In September 1926, Ray Clarke and Captain Edward Dicks bought her for about $2,000. They decided to buy her because they thought she was the perfect vessel for smuggling booze to Prince Edward Island, the province mostly affected by the 1901 prohibition.

In 1927, she was seized by the coastguard ship Bayfield. That was only a small setback for Nellie J. Banks and crew; the boat continued smuggling until she was finally seized in August 1938 by the R.C.M.P cutter Ulna. She was then towed back to Charlottetown, Prince Edward Island.

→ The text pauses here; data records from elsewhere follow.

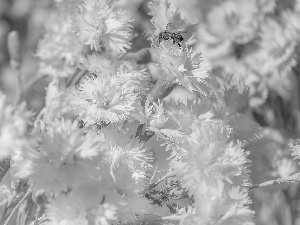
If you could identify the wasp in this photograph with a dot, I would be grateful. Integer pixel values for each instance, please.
(176, 37)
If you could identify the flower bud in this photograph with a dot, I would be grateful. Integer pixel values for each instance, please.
(14, 49)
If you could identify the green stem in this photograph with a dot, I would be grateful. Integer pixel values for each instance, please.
(17, 206)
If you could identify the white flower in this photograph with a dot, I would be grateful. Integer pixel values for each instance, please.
(104, 98)
(59, 49)
(181, 63)
(59, 158)
(98, 23)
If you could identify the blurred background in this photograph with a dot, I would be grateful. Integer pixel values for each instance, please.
(257, 40)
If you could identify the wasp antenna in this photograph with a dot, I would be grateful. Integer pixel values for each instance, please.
(168, 27)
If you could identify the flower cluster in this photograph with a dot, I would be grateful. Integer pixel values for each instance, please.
(108, 148)
(100, 24)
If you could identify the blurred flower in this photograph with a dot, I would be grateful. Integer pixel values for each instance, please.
(59, 49)
(103, 98)
(59, 158)
(229, 208)
(98, 23)
(235, 20)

In 1941, Nellie J. Banks was renamed Leona G. Maguire, after her new captain's daughter. In the early part of 1943, a sea Captain named Roberts lived aboard her in Murray Harbour, Prince Edward Island. In 1947, she was permanently tied up in Murray Harbour, PEI. Around 1950, when she had become too old and an eyesore, Maquire decided to pull the schooner out of the water and rebuild her. John MacDonald was selected as the right man to do this, but once she was pulled up near his home in Murray Harbour, PEI, the money did not come fast enough to effect the necessary repairs, and the ship's condition worsened. Finally, she became an eyesore, a pitifully lonely sight on the edge of the water. The land on which she was propped up was sold.

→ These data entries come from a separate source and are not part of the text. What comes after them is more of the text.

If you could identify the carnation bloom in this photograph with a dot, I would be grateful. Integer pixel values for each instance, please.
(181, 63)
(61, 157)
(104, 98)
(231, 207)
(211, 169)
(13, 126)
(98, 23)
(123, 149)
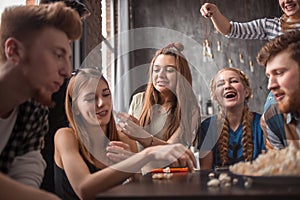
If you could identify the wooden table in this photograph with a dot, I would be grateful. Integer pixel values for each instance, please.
(194, 186)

The new landowner, Joe Bell, convinced William Harris that he had permission from Captain Maquire to burn the boat. One night in 1953, he went with oily rags, newspapers, and matches to put her out of her misery. He stood back from the heat as the flames from the burning timbers consumed her dry bones, having no inkling that a wealth of Prince Edward Island history was disappearing in front of him. The big timbers that Howard Allen had so tenderly laid out in his shipyard took more than a night to burn.

==In popular culture==
- Nellie J. Banks is the ship that smuggled Agnes Jemima/Aunt Victoria and Daisy/Nicole out of Gilead, to Canada, in Margaret Atwood's novel, The Testaments (2019), Book Index 91, and the escapees' witness testimonies were compiled in the Annals of the Nellie J. Banks: Two Adventurers
- The Nellie J. Banks is the title of a song by McGinty based on the true story of the ships rum smuggling days. It is track 2 on the Album Sea Songs published in 2000.